Why is this change required?

c-rhodes updated this revision to Diff 260272.Apr 27 2020, 4:02 AM
  • Address Sander's comments
c-rhodes marked 5 inline comments as done.Apr 27 2020, 4:04 AM
c-rhodes added inline comments.
llvm/lib/Target/AArch64/AArch64ISelLowering.cpp
8418

if VT weren't legal it should be caught by the check above and SDValue() returned.

llvm/test/CodeGen/AArch64/sve-intrinsics-fp-reduce.ll
1

To remove // kill: def $d0 killed $d0 killed $z0 from the output.

Can you split the extractelement support into a separate patch?

llvm/include/llvm/IR/IntrinsicsAArch64.td
904–905

Please commit this separately.

llvm/lib/Target/AArch64/AArch64ISelLowering.cpp
893

Is there some reason to mark EXTRACT_VECTOR_ELT "Custom" when the type isn't legal?

8430

Is there some reason we should do this transform as part of legalization, as opposed to just writing a few isel patterns?

llvm/utils/TableGen/CodeGenDAGPatterns.cpp
628

Do you mean <vscale x m x i32>?

631

Please don't use getVectorNumElements() on scalable vectors.

c-rhodes added inline comments.Apr 28 2020, 7:51 AM
llvm/lib/Target/AArch64/AArch64ISelLowering.cpp
893

In the context of this patch no, but I guess it will make sense when legalizing vector_extract_elt.

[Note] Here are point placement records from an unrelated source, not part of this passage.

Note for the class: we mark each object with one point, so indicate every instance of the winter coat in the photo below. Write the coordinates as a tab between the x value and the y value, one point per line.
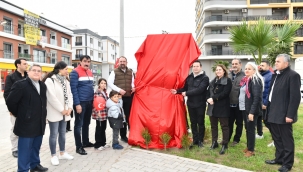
29	108
267	78
235	90
55	99
196	89
286	96
221	90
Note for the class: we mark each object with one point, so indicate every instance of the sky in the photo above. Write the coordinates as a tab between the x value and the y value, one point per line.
141	17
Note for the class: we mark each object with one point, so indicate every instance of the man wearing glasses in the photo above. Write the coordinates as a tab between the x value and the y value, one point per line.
27	102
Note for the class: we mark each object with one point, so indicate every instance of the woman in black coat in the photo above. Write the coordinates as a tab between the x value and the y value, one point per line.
250	103
218	109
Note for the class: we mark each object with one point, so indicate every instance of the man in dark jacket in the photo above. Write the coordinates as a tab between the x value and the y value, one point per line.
283	103
81	83
195	88
20	73
235	114
27	102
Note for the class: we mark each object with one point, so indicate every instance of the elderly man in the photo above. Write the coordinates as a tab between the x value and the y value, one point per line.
27	102
284	99
122	81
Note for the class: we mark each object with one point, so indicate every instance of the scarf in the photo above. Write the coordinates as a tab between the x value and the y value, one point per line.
244	81
61	80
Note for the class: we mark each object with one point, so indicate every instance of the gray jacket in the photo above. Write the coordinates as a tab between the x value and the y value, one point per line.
235	90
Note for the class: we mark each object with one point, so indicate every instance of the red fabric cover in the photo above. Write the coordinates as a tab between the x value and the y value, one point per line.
163	64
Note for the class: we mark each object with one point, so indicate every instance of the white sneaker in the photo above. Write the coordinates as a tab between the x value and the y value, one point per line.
55	160
259	137
272	144
66	156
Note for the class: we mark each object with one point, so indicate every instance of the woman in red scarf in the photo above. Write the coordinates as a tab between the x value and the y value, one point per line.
250	103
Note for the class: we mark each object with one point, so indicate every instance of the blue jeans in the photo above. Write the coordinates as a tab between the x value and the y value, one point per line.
82	121
28	152
56	128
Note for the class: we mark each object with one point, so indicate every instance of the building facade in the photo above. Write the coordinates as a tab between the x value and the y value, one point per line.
103	51
48	45
214	17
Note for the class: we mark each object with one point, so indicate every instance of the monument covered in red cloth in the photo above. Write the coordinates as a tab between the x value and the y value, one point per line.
163	64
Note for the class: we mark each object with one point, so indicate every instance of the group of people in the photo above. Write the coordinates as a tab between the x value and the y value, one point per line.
250	97
34	101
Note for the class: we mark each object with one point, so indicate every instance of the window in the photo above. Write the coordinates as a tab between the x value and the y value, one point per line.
39	56
8	51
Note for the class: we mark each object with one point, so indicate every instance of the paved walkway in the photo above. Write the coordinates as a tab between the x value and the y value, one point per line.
128	159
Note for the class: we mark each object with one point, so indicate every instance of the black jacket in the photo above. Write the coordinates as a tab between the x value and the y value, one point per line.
29	108
286	96
196	89
253	105
10	80
221	90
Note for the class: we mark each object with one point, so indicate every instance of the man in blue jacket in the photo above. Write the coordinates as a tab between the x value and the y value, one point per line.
81	83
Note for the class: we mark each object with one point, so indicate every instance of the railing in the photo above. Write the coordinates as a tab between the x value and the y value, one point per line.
25	56
53	41
267	1
8	55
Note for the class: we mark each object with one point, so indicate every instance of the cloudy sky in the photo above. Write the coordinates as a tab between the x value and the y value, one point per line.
141	17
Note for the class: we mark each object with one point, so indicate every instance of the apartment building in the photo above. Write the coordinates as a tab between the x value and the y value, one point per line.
23	34
214	17
103	51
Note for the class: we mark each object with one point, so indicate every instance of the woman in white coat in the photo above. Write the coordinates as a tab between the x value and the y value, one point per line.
59	107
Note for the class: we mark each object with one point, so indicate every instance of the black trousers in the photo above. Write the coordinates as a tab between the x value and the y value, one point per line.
196	116
214	129
250	131
127	103
235	117
100	135
284	143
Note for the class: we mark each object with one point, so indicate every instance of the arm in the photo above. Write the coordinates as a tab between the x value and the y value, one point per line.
200	89
111	80
225	93
14	97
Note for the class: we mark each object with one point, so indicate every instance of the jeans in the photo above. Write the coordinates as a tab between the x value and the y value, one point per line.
28	152
82	122
56	128
250	131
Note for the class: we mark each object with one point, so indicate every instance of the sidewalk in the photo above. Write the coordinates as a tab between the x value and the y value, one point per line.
128	159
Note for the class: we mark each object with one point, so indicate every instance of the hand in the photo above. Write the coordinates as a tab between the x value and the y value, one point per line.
288	120
173	91
78	109
122	92
251	117
263	107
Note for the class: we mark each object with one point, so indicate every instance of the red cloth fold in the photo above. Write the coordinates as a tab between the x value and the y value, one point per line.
163	64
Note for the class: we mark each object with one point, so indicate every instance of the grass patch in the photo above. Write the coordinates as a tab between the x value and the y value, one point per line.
234	157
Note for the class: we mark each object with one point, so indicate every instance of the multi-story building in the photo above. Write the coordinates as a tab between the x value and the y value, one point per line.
48	44
214	17
103	51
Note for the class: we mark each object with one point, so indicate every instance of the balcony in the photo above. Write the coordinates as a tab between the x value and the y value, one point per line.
8	55
78	43
53	41
28	57
267	1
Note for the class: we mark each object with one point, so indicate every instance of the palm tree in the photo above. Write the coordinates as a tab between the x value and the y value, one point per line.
261	37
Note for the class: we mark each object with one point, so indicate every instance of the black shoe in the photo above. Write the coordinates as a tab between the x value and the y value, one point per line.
214	145
81	151
39	168
222	151
124	139
88	145
272	162
15	154
284	169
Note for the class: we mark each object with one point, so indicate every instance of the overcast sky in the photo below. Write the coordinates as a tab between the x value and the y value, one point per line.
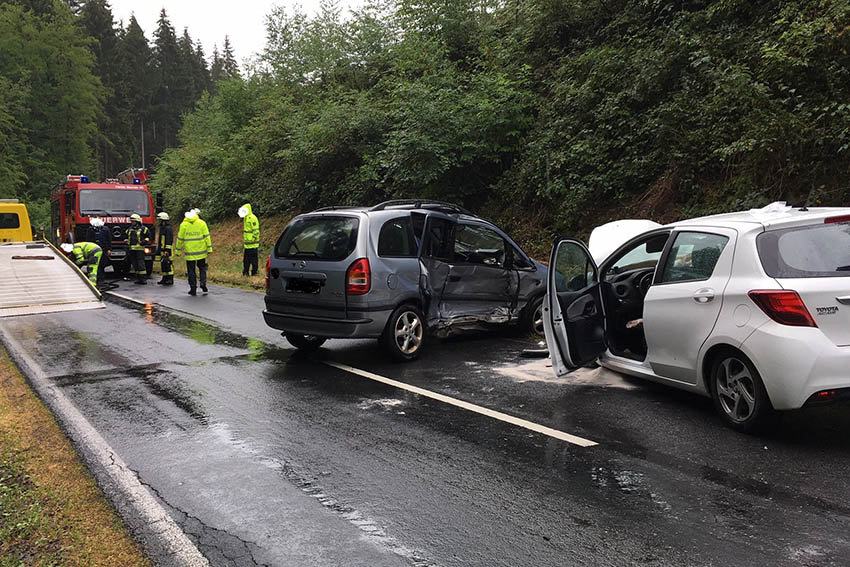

I've changed this to be legal only for legal FP types now that ISEL patterns are being used as you suggested.

8430

No good reason that I'm aware of, I've replaced this with the following patterns:

def : Pat<(vector_extract (nxv8f16 ZPR:$Zs), (i64 0)),
          (f16 (EXTRACT_SUBREG (v8f16 (EXTRACT_SUBREG ZPR:$Zs, zsub)), hsub))>;
def : Pat<(vector_extract (nxv4f32 ZPR:$Zs), (i64 0)),
          (f32 (EXTRACT_SUBREG (v4f32 (EXTRACT_SUBREG ZPR:$Zs, zsub)), ssub))>;
def : Pat<(vector_extract (nxv2f64 ZPR:$Zs), (i64 0)),
          (f64 (EXTRACT_SUBREG (v2f64 (EXTRACT_SUBREG ZPR:$Zs, zsub)), dsub))>;
llvm/utils/TableGen/CodeGenDAGPatterns.cpp
628

This change is no longer needed since removing these patterns:

def : Pat<(v8f16 (extract_subvector ZPR:$Zs, (i64 0))),
          (EXTRACT_SUBREG ZPR:$Zs, zsub)>;
def : Pat<(v4f32 (extract_subvector ZPR:$Zs, (i64 0))),
          (EXTRACT_SUBREG ZPR:$Zs, zsub)>;
def : Pat<(v2f64 (extract_subvector ZPR:$Zs, (i64 0))),
          (EXTRACT_SUBREG ZPR:$Zs, zsub)>;

which were no longer needed after replacing the LowerEXTRACT_VECTOR_ELT with ISEL patterns as you suggested.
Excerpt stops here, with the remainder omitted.